Yesterday Keith, Teresa and I went to the attorney. It took 3 hours and I was luckily excluded from it. I am dealing with the ramifications of Kevin's death with the car insurance, almost canceled, and cell's had to be switched into my name to keep them going. Dealing with all of this had me missing Kevin very badly. These were the things he took care of. I am far from incompetent but it has been 15 years of Kevin insulating me from these things. I thought all was OK until I called Kevin's cell and his answering message was gone!! I am going to contact them again today and attempt to get it retrieved.
Last night I actually got onto the bike. I also was looking through the TV cabinet downstairs and found 3 photo albums that had the photos I was looking for. That was a relief. I was worrying that Kevin had disposed of them accidentally. Most are from our first years together and brought back a lot of wonderful memories. I even was able to get the turntable working and frond the Art Garfunkel album. Had a nice time remembering what was so faded in my memory. Now it is back to reality and I have things to get done in order to just keep an semblance of a life. I am going to throw myself into the house and get it ready for the yard sale.

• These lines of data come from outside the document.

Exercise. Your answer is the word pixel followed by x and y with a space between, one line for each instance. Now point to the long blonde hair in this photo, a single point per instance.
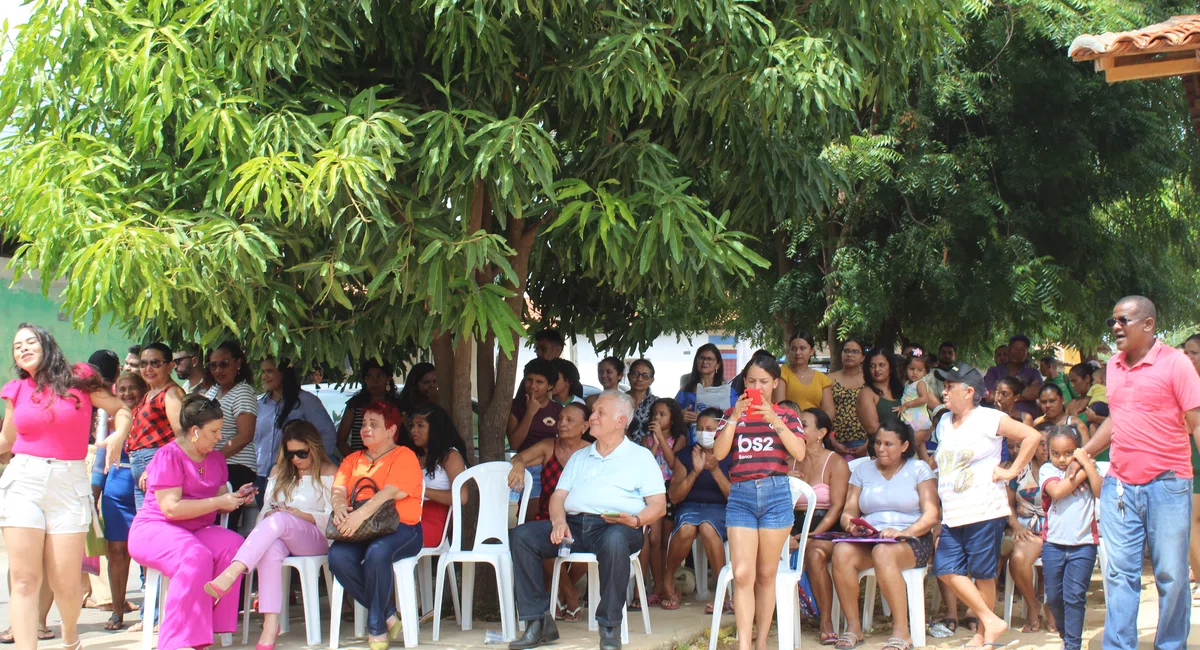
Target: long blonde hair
pixel 287 476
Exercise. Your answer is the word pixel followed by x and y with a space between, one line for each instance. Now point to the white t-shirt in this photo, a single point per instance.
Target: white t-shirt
pixel 966 458
pixel 891 503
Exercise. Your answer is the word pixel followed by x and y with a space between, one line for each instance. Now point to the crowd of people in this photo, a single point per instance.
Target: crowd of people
pixel 915 459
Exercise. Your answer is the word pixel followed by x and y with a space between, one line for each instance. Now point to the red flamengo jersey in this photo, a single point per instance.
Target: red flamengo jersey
pixel 757 451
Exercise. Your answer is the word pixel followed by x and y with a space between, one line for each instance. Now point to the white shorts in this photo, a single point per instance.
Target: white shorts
pixel 47 494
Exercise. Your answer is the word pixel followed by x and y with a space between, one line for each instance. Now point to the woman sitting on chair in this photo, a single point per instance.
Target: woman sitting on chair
pixel 897 495
pixel 295 510
pixel 364 567
pixel 175 531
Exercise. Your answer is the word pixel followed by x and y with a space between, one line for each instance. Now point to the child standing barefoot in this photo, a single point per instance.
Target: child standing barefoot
pixel 1071 531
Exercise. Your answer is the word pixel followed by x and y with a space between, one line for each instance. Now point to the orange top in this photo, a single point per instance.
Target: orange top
pixel 397 468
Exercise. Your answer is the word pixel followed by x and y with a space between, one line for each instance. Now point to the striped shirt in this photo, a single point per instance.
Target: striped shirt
pixel 239 399
pixel 757 450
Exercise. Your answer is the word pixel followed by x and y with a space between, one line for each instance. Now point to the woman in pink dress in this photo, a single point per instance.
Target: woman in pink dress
pixel 175 530
pixel 46 492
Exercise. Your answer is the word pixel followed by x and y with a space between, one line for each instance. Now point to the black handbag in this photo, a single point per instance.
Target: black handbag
pixel 384 522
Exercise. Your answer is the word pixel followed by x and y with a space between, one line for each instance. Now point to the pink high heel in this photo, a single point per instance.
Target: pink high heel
pixel 211 589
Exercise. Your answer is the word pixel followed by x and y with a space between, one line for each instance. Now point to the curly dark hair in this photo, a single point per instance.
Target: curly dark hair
pixel 443 437
pixel 54 372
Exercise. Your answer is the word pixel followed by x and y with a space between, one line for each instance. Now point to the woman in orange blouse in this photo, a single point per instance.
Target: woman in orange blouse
pixel 364 569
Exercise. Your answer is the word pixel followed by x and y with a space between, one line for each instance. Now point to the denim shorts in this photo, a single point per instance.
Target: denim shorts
pixel 971 549
pixel 693 513
pixel 760 504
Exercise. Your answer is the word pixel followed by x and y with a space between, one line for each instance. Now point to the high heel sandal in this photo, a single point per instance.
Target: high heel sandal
pixel 211 589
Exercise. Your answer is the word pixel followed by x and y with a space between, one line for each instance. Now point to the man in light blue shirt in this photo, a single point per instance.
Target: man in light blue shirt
pixel 606 494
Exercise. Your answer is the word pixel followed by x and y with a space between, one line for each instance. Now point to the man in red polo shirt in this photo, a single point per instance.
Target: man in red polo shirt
pixel 1155 413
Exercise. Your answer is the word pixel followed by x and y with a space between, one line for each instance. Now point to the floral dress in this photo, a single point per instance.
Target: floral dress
pixel 846 426
pixel 640 426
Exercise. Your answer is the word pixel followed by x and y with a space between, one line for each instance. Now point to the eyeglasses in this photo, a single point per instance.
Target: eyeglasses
pixel 1123 320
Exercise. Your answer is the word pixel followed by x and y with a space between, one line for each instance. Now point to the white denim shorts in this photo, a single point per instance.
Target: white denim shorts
pixel 47 494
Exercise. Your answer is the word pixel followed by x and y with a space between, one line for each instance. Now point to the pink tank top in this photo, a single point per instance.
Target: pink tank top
pixel 820 489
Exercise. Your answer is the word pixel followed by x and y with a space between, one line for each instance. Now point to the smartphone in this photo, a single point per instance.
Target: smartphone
pixel 861 522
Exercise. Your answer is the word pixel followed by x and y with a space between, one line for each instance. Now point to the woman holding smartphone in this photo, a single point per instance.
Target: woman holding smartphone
pixel 759 516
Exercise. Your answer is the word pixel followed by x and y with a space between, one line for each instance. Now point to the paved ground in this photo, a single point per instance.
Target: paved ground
pixel 671 630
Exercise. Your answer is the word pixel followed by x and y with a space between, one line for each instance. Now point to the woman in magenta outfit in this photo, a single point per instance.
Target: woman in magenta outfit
pixel 175 530
pixel 46 492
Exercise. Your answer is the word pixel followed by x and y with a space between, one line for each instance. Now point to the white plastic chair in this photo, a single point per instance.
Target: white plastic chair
pixel 635 578
pixel 493 525
pixel 310 569
pixel 787 597
pixel 407 578
pixel 915 588
pixel 159 583
pixel 1009 594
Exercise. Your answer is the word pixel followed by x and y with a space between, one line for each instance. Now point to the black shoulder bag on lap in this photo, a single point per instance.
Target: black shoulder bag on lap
pixel 384 522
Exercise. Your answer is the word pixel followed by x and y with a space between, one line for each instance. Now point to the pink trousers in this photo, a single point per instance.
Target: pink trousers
pixel 190 559
pixel 273 541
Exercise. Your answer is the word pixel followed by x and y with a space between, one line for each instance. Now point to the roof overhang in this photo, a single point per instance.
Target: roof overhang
pixel 1170 48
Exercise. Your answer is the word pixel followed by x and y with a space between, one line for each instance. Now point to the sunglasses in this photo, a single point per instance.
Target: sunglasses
pixel 1123 320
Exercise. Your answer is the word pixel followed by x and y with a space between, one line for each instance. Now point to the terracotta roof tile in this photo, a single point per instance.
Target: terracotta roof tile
pixel 1177 32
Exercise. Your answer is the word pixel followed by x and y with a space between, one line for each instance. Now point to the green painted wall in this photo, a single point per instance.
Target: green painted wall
pixel 24 302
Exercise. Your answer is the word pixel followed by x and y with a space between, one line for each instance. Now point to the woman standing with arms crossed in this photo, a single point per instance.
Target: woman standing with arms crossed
pixel 239 404
pixel 849 435
pixel 759 515
pixel 807 386
pixel 46 491
pixel 155 417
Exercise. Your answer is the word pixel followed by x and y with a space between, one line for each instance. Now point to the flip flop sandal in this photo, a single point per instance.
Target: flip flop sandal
pixel 847 642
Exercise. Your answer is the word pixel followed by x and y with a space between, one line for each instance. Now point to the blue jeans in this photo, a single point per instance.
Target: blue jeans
pixel 364 569
pixel 1157 515
pixel 1068 571
pixel 138 462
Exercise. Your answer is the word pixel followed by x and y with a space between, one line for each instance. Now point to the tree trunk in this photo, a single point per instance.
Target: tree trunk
pixel 461 411
pixel 493 421
pixel 443 363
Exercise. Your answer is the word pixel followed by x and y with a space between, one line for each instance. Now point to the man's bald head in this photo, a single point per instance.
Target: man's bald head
pixel 1139 306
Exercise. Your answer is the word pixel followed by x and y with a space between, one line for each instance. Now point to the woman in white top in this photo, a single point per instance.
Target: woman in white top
pixel 443 455
pixel 295 511
pixel 972 486
pixel 897 495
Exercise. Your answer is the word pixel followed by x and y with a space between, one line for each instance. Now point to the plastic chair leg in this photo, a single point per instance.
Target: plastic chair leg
pixel 723 584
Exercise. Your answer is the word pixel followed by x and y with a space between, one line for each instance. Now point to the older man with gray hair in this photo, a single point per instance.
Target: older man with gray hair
pixel 606 494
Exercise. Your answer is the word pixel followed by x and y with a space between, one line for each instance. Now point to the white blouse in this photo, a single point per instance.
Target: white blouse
pixel 306 498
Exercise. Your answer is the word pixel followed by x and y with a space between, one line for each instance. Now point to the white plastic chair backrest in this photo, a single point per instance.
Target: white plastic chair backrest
pixel 810 498
pixel 493 505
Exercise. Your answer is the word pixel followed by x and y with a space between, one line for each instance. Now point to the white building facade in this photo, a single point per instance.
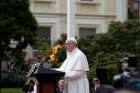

The big test will be Friday night at the Happy Hour. I don't know if I can handle all the sympathy that is going to be coming my way. I will be entering the post Kevin social world. How strange to think of myself as single. I am at least correcting myself when I say we, our, us, and the like. I think this is a healthy way to remind myself in the middle of a conversation that I am myself, not part of a unit any longer. The thought of being alone in the social setting of this couple orientated world is daunting. I am now the fifth wheel in the group. I am feeling truly alone right now and it really is not as bad as it seems. I don't have to worry about anything but me, and what I want and need. This is very strange. The majority of my adult life was spent as Kevin and I. Now I have to be the adult. Even when Kevin was sick he still tuck care of the things that went into being fiscally responsible. Let's face it I am good at spending money not making it! I have to rethink everything with the consequences to myself. Where I use to think "Will Kevin kill me, yell, just roll his eyes, or just say "yes that's nice.".
This adult thing is not going to be easy.